Topic: Order of Initialisation
Author: maxtal@physics.su.OZ.AU (John Max Skaller)
Date: Mon, 11 Oct 1993 17:25:14 GMT Raw View
In my opinion, the order of initialisation problem is one that
needs to be solved: it will become particularly important
with multiple large class libraries supported by namespaces,
especially ones with lots of complex templates.
Ideally, the linker/compiler can do a complete dependency
analysis on individual initialisations, but I think
that a REQUIREMENT for that in the Standard may create
two problems:
1) Its hard to do, I'm not sure its even possible
due to aliasing problems.
So many compilers will get it wrong.
2) Its likely to be VERY slow even if its possible.
On the other hand, I am not sure that leaving the order of
initialisation unspecified is acceptable either,
and the de-facto specification: within a translation unit
in order, between translation units no order: is not
good enough either.
I think. Do you agree?
I have a possible, somewhat hacked, and non perfect, solution.
I dont claim its ideal or solves all problems. It definitely
solves *some* problems. It also requires an extension,
and if its not considered soon we may be stuck either
with no solution, or delays in acceptance of the Standard
while a solution is retrofitted.
Here is an outline of my idea:
1) You can write:
module fred { .. }
module joe depends on fred { .. }
in a file. After pre-processing, each module is treated
exactly as a separate translation unit.
(Sorry, these are NOT real modules, MODULA or Ada style)
The names of the modules are not visible to the program.
(Well, they could be accessed by a __MODULE__ macro I suppose).
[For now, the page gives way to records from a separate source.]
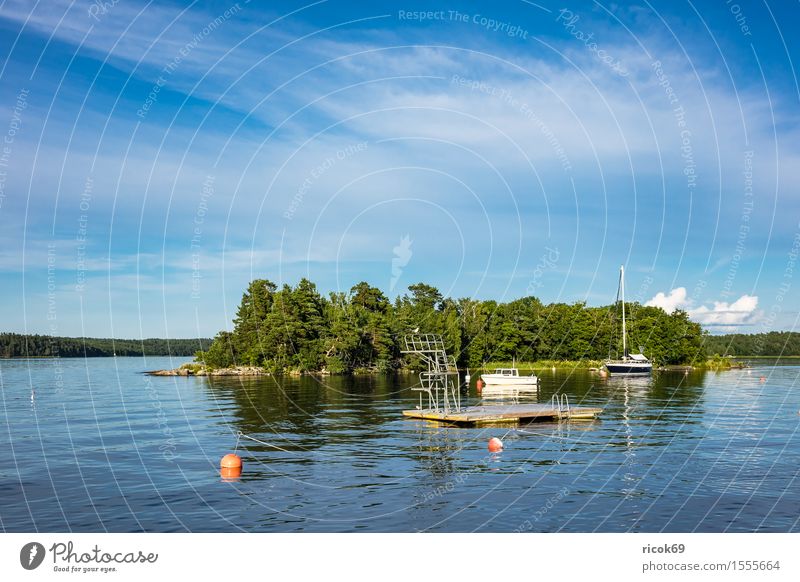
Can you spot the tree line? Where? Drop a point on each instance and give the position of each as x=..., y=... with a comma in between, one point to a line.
x=296, y=328
x=773, y=343
x=15, y=345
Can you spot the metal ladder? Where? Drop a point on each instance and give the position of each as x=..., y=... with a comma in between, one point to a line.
x=443, y=393
x=560, y=402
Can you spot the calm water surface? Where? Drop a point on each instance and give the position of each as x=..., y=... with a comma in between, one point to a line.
x=94, y=445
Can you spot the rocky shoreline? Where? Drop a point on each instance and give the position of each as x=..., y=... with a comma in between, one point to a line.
x=196, y=370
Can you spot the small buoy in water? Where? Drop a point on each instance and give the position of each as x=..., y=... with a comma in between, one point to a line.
x=230, y=467
x=495, y=445
x=231, y=461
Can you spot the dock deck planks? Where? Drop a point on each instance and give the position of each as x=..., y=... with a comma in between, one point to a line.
x=472, y=415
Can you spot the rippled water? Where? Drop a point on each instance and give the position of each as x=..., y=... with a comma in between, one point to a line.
x=94, y=445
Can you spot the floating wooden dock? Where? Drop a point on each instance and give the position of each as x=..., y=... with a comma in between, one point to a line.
x=511, y=413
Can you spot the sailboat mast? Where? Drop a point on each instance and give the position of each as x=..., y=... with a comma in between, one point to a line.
x=624, y=331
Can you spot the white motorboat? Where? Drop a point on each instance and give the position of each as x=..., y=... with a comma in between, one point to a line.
x=508, y=377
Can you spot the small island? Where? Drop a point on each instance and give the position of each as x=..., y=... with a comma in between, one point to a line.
x=295, y=330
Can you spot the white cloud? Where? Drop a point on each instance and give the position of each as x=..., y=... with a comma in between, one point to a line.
x=669, y=303
x=740, y=312
x=723, y=316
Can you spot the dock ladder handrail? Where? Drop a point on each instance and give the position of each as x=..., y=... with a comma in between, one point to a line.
x=560, y=402
x=435, y=382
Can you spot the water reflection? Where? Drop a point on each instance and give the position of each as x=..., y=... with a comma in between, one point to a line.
x=675, y=452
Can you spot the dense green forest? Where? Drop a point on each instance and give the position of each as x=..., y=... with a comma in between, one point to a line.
x=296, y=328
x=774, y=343
x=14, y=345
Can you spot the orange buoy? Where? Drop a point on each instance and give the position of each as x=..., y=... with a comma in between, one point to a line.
x=230, y=467
x=495, y=445
x=230, y=474
x=231, y=461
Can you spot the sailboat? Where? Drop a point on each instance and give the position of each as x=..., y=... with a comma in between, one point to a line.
x=630, y=363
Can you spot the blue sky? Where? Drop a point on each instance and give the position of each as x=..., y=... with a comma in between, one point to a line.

In particular, a module is NOT a namespace.
module max {
int i;
max::i++; // error, max not known
}
module tal depends on max {
extern int i;
i++; // fine, refers to 'i' in module max
}
The module names must be unique per program. They correspond
to the module names in a DOS object code library file,
and represent the smallest loadable unit.
An immediate advantage is you can create a library with
100 separately loadable functions in it, from a single
source file.
Wrapping module statements around things acts as an
impenetrable barrier, guarranteeing isolation
from context. Use of modules helps deprecate use
of the preprocessor and the file system, and provides
a mechanism in the C++ language proper to deal
with 'translation units'.
The 'depends on ' clause indicates an initialisation dependency.
Separate statements can be written:
module A depends on B, C;
module X depends on B, Y;
and I envisage a file of these per program to resolve
order not intrinsic to the modules themselves.
To make this work for templates, we need to force
them to be instantiated somewhere. There is a separate
proposal for this in its second revision already,
basically:
template list<complex>;
forces instantiation 'here'. These forced instantiations
do not affect overloading. I imagine them in modules
in the same file (or same sort of file)
as the 'extra' module dependencies.
Some extra issues: code not in explicit modules
is wrapped in a module with a compiler generated unique
name. (The file name would be a good place to start :-)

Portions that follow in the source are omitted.